Platz für Zehntausend

Wie die Thermen so gehörten auch die Theater zum Selbstverständnis römischen Lebens. Es war wohl keine Stadt im Römischen Reich so klein, dass sie nicht wenigstens ein Theater oder ein Amphitheater gehabt hätte.

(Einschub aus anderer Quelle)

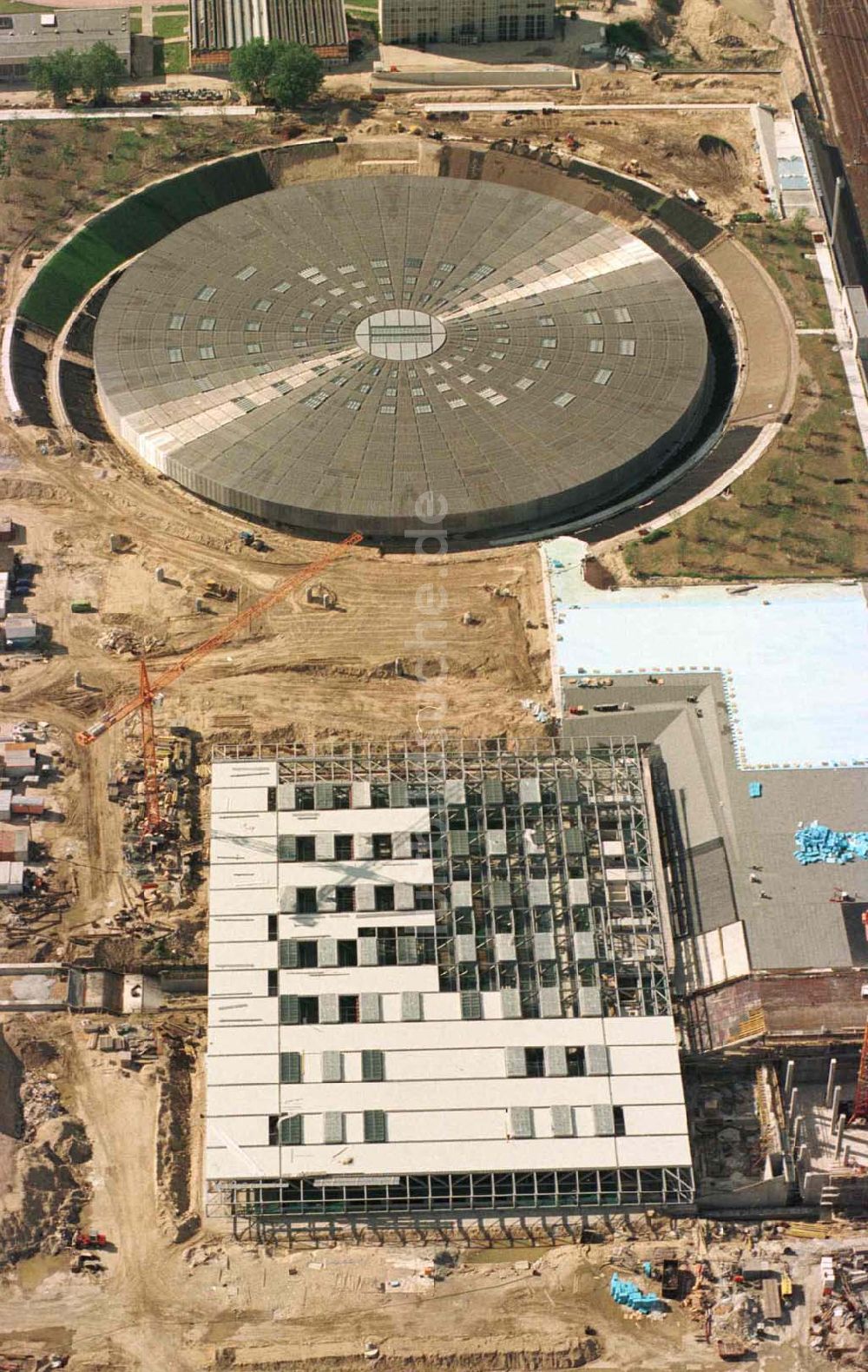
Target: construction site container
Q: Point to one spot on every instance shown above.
(771, 1298)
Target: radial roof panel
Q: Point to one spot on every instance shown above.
(369, 340)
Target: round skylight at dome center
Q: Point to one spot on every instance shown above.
(401, 335)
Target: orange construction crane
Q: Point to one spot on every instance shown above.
(858, 1114)
(148, 690)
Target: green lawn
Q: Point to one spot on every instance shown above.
(170, 25)
(782, 247)
(170, 58)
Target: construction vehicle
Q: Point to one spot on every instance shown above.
(149, 690)
(215, 590)
(89, 1241)
(671, 1280)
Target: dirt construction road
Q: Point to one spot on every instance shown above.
(173, 1306)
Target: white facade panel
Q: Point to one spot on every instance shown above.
(243, 1099)
(244, 800)
(244, 773)
(240, 1040)
(248, 1069)
(642, 1059)
(641, 1029)
(241, 957)
(239, 929)
(411, 820)
(243, 875)
(244, 848)
(244, 826)
(262, 900)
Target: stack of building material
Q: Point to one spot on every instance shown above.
(18, 759)
(627, 1293)
(14, 844)
(818, 842)
(11, 878)
(19, 631)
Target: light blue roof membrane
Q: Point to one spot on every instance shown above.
(794, 657)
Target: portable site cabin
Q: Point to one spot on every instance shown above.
(771, 1298)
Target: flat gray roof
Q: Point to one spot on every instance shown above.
(257, 356)
(792, 918)
(40, 33)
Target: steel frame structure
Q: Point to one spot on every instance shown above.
(591, 787)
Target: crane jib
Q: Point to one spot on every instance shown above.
(195, 655)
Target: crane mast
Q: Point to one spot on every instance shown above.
(149, 689)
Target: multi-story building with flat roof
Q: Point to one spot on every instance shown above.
(465, 21)
(42, 33)
(437, 984)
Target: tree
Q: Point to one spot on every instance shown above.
(297, 75)
(251, 65)
(56, 75)
(102, 70)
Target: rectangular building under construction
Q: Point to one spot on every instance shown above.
(217, 26)
(437, 984)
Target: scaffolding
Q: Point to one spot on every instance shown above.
(453, 1192)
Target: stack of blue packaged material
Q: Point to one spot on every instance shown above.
(816, 842)
(627, 1293)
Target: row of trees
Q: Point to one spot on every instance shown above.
(286, 73)
(97, 73)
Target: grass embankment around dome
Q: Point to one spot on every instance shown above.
(801, 509)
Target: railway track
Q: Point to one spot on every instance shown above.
(839, 36)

Die Entdeckungen beim Neubau der Wege zur Zitadelle in Mainz 1914 bis 1916 sprengten jedoch jede Vorstellungskraft. Man war auf ein antikes Bühnentheater von gigantischen Ausmaßen gestoßen. Das größte Theater nördlich der Alpen besaß einen Zuschauerraum, der 116 Meter breit war. Seine Bühne maß 42 Meter. Die Zuschauerreihen boten rund zehntausend Besucherinnen und Besuchern Platz - zehnmal mehr als ins Große Haus des Mainzer Staatstheaters passen.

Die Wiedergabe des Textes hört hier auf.